REPUBLIKA.CO.ID, JAKARTA - Tim Reformasi Tata Kelola Migas yang diketuai oleh Faisal Basri resmi purna tugas sejak Rabu (13/5) kemarin. Tim yang beranggotakan 11 orang akademisi, praktisi, dan tenaga ahli ini usai menjalankan masa tugas 6 bulan sejak dibentuk November tahun lalu. Pemerintah urung memperpanjang masa tugas tim ini karena dinilai rekomendasi yang diberikan sudah mencukupi.
Meski telah purna tugas, tepat sebelum "lengser", tim anti mafia migas mengajukan 12 poin rekomendasi yang diberikan kepada pemerintahan Presiden Jokowi. Rekomendasi ini tergabung dalam laporan yang berjudul "Memperkokoh Kelembagaan Sektor Migas Indonesia".
Pada poin pertama, tim merekomendasikan arahan umum yang mencakup pembentukan sistem yang transparan dan akuntabel dalam hal tata niaga migas di sektor midstream dan downstream, khususnya pelaksanaan impor minyak. Sampai pada adanya masukan bagi pemerintah untuk mulai membuka peluang kepemilikan blok-blok migas di luar negeri untuk menjamin pasokan migas dalam negeri kedepannya.
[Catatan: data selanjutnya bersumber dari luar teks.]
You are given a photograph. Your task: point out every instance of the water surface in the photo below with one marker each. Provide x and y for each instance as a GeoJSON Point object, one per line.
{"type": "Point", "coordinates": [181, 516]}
Tim juga menyinggung tugas pemerintah yang masih memiliki pekerjaan rumah besar dalam menciptakan kemandirian energi melalui pengembangan energi baru dan terbarukan sebagai bahan baku pembangkit listrik.
Poin kedua, tim membicarakan tentang penerimaan negara dari sektor migas. Tim memberikan rekomendasi agar penerimaan negara dari sektor migas (di luar PPh perusahaan migas) disisihkan dan ditabung untuk berbagai keperluan. Seperti, membiayai pengembangan energi baru-terbarukan, kebijakan jaring pengaman untuk mengurangi dampak fluktuai harga minyak, riset EOR (Enhanced Oil Recovery), serta survei umum dan seismik.
Ketiga, tentang format tata kelola sektor hulu migas. Tim merekomendasikan, dibentuknya BUMN khusus untuk mengatur dan mengendalikan sektor hulu migas. BUMN khusus ini dibiayai melalui imbalan pengelolaan migas yang diperoleh dari penerimaan kegiatan hulu migas. Menurut tim, fungsi pengaturan dan pengendalian sektor hulu migas tidak perlu dibebankan ke Pertamina. Tujuannya, agar Pertamina bisa terhindar dari resiko kontrak migas, dan dapat berkonsentrasi pada usaha komersial.
Keempat, tentang sistem fiskal sektor hulu migas. Tim merekomendasikan adanya model kontrak kerjasama yang sederhana, transparan, fleksibel, dan kompetitif. Tim menyebutkan, untuk wilayah kerja yang memiliki cadangan besar dengan tingkat kesulitan rendah, dapat digunakan service contract. Tim juga merekomendasikan agar pemerintah meninjau kembali aturan mengenai cost recovery.